Except its trained on all source out there, so I assume on GCC and clang. I wonder how similar the code is to either.

Honestly I don't find it that impressive. I mean, it's objectively impressive that it can be done at all, but it's not impressive from the standpoint of doing stuff that nearly all real-world users will want it to do.

The C specification and Linux kernel source code are undoubtedly in its training data, as are texts about compilers from a theoretical/educational perspective.

Meanwhile, I'm certain most people will never need it to perform this task. I would be more interested in seeing if it could add support for a new instruction set to LLVM, for example. Or perhaps write a complier for a new language that someone just invented, after writing a first draft of a spec for it.

> Or perhaps write a complier for a new language that someone just invented, after writing a first draft of a spec for it.

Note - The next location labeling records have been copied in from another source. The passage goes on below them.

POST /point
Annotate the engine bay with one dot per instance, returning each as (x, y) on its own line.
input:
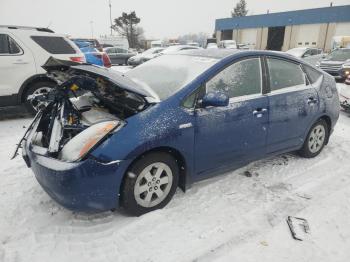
(81, 100)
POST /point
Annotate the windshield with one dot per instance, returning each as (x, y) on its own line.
(169, 73)
(151, 51)
(339, 55)
(297, 52)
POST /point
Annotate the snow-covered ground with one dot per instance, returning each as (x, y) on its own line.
(228, 218)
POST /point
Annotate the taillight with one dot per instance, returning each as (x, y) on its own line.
(78, 59)
(106, 60)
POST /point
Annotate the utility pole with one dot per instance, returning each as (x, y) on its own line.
(110, 15)
(92, 28)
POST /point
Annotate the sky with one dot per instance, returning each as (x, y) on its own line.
(159, 18)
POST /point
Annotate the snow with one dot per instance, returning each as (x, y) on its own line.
(227, 218)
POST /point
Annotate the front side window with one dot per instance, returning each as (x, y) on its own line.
(284, 74)
(8, 45)
(240, 79)
(54, 44)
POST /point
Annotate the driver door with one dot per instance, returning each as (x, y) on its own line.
(231, 135)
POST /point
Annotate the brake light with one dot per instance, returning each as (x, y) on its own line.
(78, 59)
(106, 60)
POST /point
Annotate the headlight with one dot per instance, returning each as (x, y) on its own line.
(80, 145)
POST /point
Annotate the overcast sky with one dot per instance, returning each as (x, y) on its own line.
(159, 18)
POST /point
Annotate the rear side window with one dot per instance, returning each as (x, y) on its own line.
(312, 74)
(54, 44)
(240, 79)
(284, 74)
(8, 45)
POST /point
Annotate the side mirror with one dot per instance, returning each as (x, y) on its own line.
(215, 99)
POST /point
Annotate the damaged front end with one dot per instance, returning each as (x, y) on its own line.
(88, 104)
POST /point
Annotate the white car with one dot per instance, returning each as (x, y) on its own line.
(144, 56)
(176, 48)
(23, 50)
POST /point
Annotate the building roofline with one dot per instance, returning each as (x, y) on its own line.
(334, 14)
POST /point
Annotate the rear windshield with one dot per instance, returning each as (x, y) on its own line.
(169, 73)
(54, 44)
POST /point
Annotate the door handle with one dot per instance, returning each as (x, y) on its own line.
(312, 101)
(259, 112)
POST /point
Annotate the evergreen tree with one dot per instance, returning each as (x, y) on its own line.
(240, 9)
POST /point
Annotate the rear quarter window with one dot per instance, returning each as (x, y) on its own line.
(312, 74)
(54, 44)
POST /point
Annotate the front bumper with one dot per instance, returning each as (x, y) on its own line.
(85, 186)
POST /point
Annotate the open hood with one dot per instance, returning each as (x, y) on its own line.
(119, 79)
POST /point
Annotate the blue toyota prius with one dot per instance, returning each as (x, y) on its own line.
(103, 139)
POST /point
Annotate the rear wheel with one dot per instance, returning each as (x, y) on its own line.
(150, 183)
(42, 87)
(315, 140)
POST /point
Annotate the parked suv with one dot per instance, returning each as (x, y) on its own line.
(334, 63)
(23, 50)
(310, 54)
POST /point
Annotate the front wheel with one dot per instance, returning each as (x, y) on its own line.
(150, 183)
(315, 140)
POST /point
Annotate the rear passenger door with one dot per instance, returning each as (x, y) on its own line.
(293, 104)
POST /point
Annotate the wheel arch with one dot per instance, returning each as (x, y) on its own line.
(26, 84)
(179, 158)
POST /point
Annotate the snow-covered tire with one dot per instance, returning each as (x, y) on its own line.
(150, 183)
(316, 139)
(37, 87)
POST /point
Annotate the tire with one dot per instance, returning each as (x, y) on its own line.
(316, 139)
(38, 87)
(144, 183)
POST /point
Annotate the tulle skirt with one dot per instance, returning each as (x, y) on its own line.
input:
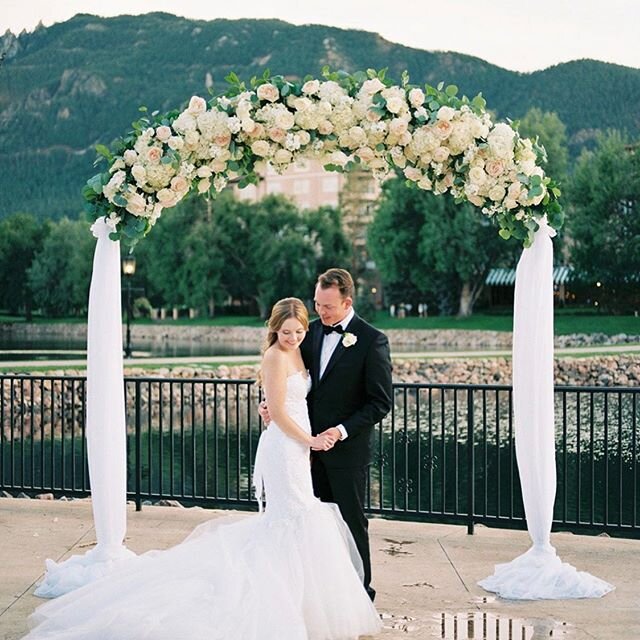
(251, 577)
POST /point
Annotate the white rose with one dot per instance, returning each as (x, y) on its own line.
(311, 87)
(441, 154)
(135, 203)
(416, 97)
(163, 133)
(338, 157)
(204, 185)
(304, 138)
(366, 154)
(179, 184)
(425, 184)
(395, 104)
(398, 126)
(302, 104)
(167, 197)
(176, 143)
(282, 156)
(285, 119)
(139, 173)
(325, 127)
(398, 157)
(477, 176)
(446, 113)
(130, 157)
(369, 87)
(260, 148)
(412, 173)
(268, 92)
(494, 167)
(191, 138)
(496, 193)
(197, 105)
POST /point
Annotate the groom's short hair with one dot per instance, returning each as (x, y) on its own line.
(340, 278)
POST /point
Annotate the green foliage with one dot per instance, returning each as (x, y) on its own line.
(430, 249)
(605, 220)
(80, 82)
(21, 238)
(60, 274)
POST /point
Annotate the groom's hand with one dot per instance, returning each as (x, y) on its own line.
(333, 433)
(264, 413)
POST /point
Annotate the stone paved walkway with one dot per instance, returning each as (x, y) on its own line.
(425, 574)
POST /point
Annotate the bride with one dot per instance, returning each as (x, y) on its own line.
(292, 572)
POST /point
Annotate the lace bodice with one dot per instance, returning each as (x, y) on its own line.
(282, 462)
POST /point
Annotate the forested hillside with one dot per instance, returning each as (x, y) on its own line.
(67, 87)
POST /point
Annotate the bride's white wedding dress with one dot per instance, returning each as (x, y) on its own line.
(291, 572)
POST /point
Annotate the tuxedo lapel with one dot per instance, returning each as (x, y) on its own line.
(317, 350)
(339, 350)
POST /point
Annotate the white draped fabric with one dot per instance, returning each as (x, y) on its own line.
(539, 573)
(106, 432)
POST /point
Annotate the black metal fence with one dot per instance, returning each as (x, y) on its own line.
(445, 453)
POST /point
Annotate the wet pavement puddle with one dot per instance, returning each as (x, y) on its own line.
(481, 625)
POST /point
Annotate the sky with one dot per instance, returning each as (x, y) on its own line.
(521, 35)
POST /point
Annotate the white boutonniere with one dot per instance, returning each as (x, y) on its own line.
(349, 339)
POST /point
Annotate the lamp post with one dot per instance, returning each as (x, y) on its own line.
(128, 269)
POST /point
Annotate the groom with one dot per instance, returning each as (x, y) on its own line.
(350, 367)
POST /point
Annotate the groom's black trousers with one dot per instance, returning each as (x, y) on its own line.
(346, 488)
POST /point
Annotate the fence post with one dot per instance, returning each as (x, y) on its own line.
(471, 493)
(138, 449)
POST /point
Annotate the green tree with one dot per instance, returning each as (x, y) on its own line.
(21, 238)
(604, 220)
(432, 249)
(60, 274)
(552, 135)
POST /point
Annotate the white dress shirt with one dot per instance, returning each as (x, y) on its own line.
(329, 344)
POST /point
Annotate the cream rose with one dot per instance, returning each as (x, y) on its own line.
(135, 204)
(446, 113)
(179, 184)
(366, 154)
(395, 104)
(477, 176)
(494, 167)
(282, 156)
(197, 105)
(176, 143)
(411, 173)
(311, 87)
(260, 148)
(497, 193)
(130, 157)
(416, 97)
(440, 154)
(268, 92)
(163, 133)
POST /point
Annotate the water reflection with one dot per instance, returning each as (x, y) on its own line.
(480, 625)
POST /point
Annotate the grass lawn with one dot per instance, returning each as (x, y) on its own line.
(565, 322)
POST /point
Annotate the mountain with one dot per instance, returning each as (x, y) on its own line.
(69, 86)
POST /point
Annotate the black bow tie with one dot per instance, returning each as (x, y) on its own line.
(327, 329)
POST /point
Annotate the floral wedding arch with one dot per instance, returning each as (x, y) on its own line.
(440, 142)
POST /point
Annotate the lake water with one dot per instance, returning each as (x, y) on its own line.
(68, 349)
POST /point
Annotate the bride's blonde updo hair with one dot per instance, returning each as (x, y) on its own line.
(281, 311)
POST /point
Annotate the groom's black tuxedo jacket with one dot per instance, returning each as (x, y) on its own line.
(354, 391)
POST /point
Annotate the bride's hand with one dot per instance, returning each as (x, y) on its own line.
(263, 411)
(323, 442)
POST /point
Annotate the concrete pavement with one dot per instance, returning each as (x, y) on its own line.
(425, 574)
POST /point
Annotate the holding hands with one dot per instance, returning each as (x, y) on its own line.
(322, 442)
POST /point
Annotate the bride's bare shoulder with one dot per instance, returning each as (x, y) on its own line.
(274, 358)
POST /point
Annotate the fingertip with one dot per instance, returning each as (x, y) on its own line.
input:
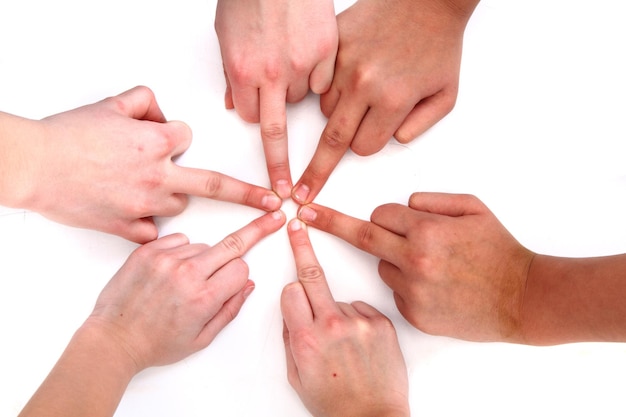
(300, 193)
(271, 202)
(248, 288)
(283, 188)
(141, 231)
(279, 217)
(307, 214)
(295, 225)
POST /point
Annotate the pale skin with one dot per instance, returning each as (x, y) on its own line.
(397, 74)
(343, 359)
(273, 52)
(456, 271)
(169, 300)
(109, 166)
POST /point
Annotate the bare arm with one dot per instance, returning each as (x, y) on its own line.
(575, 300)
(109, 166)
(169, 300)
(456, 271)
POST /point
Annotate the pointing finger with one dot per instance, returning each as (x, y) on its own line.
(217, 186)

Hello, this is what I did over my Christmas break. I've been taking some time to do other things, but plan on returning to it. But this absolutely works. Claude has written far more programs in my language than I have.

https://rue-lang.dev/ if you want to check it out. Spec and code are both linked there.

Are you a frequent user of coding agents?

I ask because, as someone who uses these things every day, the idea that this kind of thing only works because of similar projects in the training data doesn't fit my mental model of how they work at all.

I'm wondering if the "it's in the training data" theorists are coding agent practitioners, or if they're mainly people who don't use the tools.

I am all-daily user (multiple claude max accounts). this fits my mental model mostly but not model I had before but developed with daily use. my job revolves around two core things:

1. data analysis / visualization / …

2. “is this possible? can this even be done?”

for #1 - I don’t do much anymore, for #2 I mostly do it still all “by hand” not for the lack of serious trying. so “it can do #1 1000x better than me cause it is generally solved problem(s) it is trained on while it can’t effectively do #2 otherwise” fits perfectly

> Claude did not have internet access at any point during its development

Why is this even desirable? I want my LLM to take into account everything there is out there and give me the best possible output.

It's desirable if you're trying to build a C compiler as a demo of coding agent capabilities without all of the Hacker News commenters saying "yeah but it could just copy implementation details from the internet".